First off, polls showed that the wave that washed the congressional Democrats into power was due in large part to the war in Iraq. In response, Democrats will be holding week after week of hearings on the war.
Democrats also been mulling over legislation that would actually have some teeth — from threats to cut funding for more troops to an idea that Massachusetts Sen. Edward Kennedy proposed Tuesday: forcing a congressional vote any time the president wants to increase the number of troops.
That’s easier said than done, however. So in the meantime, the newly emboldened Dems are eager to get Republicans on the record on Iraq, not just to have the upper hand now — but for the next election as well.
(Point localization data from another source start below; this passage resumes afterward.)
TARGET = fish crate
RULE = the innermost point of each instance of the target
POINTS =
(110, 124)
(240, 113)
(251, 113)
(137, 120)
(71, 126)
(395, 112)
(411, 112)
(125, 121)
For instance, Senate Majority Leader Harry Reid indicated he’s going to bring a non-binding resolution to the floor next week that says the Senate disagrees with sending more troops to Iraq. If it’s non-binding, what’s the point?
“If there is a bipartisan resolution saying, ‘We don’t support this escalation of the war,’ then the president’s going to have to take note of that,” Reid told reporters.
That’s one reason. But it will also put the 21 Republican senators who are up for re-election in 2008 on the spot, giving those who vote against it an opening for their opponents next year.
In fact, four of those senators are on the record already saying they’re not fans of the troop increase: Sens. Norm Coleman, R-Minn.; Susan Collins, R-Maine; Gordon Smith, R-Ore.; and John Warner, R-Va.
The ripple effect of the president’s proposal is also evident in the nascent 2008 presidential race, with the liberal group MoveOn.org going as far as running a TV ad in Iowa and New Hampshire next week against yet-to-announce candidate Sen. John McCain, R-Ariz…Meanwhile, the Democratic candidates and candidates-to-be have been trying to out-sound bite each other with criticism of the Bush plan.
Former Sen. John Edwards has even gone so far to label the president’s plan “the McCain Doctrine” — a dig at the presumed Republican front-runner.
So I’m left to believe that, for too many politicians, even during war, it’s just “politics as usual.” The President may have a new plan, but the Democrats are still reading from their Election-winning script–move the goalposts and carp at every move and look for any partisan political edge they can get–and some nervous Republicans are running for political cover instead of supporting the President.
Again, I say this because I have yet to see a clear, realistic, alternative plan from the naysayers. The President went out of his way to listen to “all sides,” and still it’s not enough. But now we have the final surge and the President is staking his legacy on its success. This is a last chance for Maliki and the Iraqi’s to put up or shut up. If they fail then Iraq will be a weakened, near-failed state ripe for exploitation by radical jihadists. Failure in Iraq will endanger our own security, whether people want to put their head in the sand and ignore it or not. Hyperbole? No. The situation has happened before. Remember Afghanistan?